Patricia Farmingdale, the lady who poured salt in her eyes, recovered enough of her vision to smother her elderly father in his bed before blowing her brains out with her husband’s Ruger. Emil Klein, the dirt-eater, shot his wife and son, then went out to his garage, poured lawnmower gas over himself, and struck a match. Alice Adams—cured of cancer at a Cleveland revival—went into a convenience store with her boyfriend’s AR-15 and unloaded, killing three random people. When the clip was empty, she pulled a snub-nose .38 from her pocket and fired it into the roof of her mouth. Margaret Tremayne, one of Pastor Danny’s San Diego cures (Crohn’s disease), threw her infant son from the balcony of her ninth-story apartment, then followed him down. Witnesses said she uttered not a sound as she fell.

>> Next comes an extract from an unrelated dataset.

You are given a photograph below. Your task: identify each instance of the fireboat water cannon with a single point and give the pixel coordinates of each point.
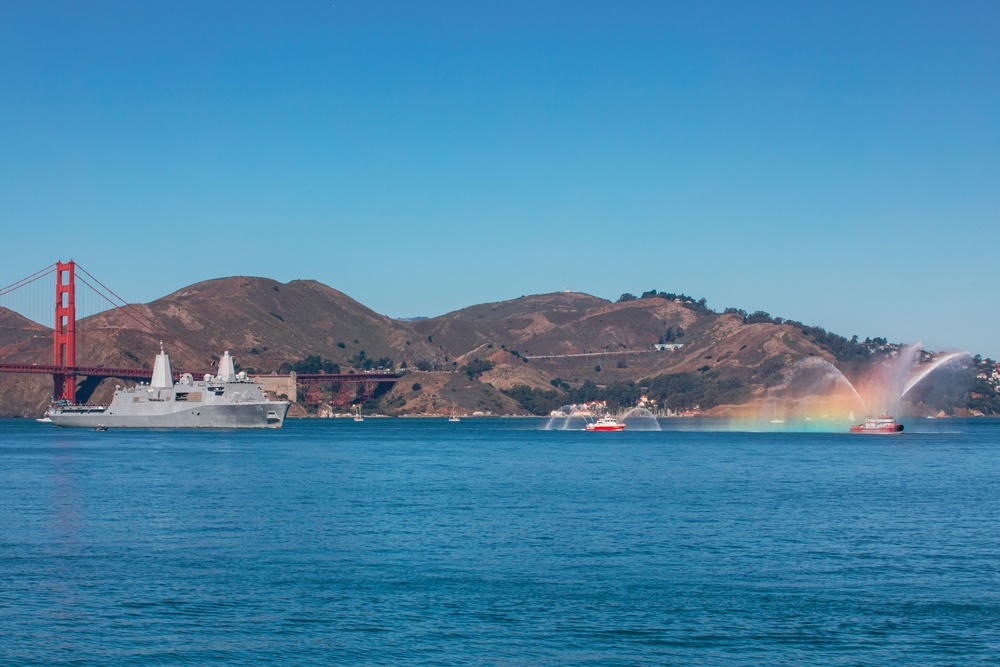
(883, 424)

Then there was Al Stamper. You probably know about him; how could you have missed the screaming headlines on the supermarket tabloids? He invited both of his ex-wives to dinner, but one of them—the second, I believe—got caught in traffic and showed up late, which was lucky for her. When she walked in the open door of Stamper’s Westchester home, she discovered Wife Number One roped to a chair at the dining room table with the top of her head caved in. The ex–lead singer of the Vo-Lites emerged from the kitchen, brandishing a baseball bat slimed with blood and hair. Wife Number Two fled the house, screaming, with Stamper chasing after her. Halfway down the residential street, he fell to the pavement, dead of a heart attack. No surprise there; he was a heavyweight.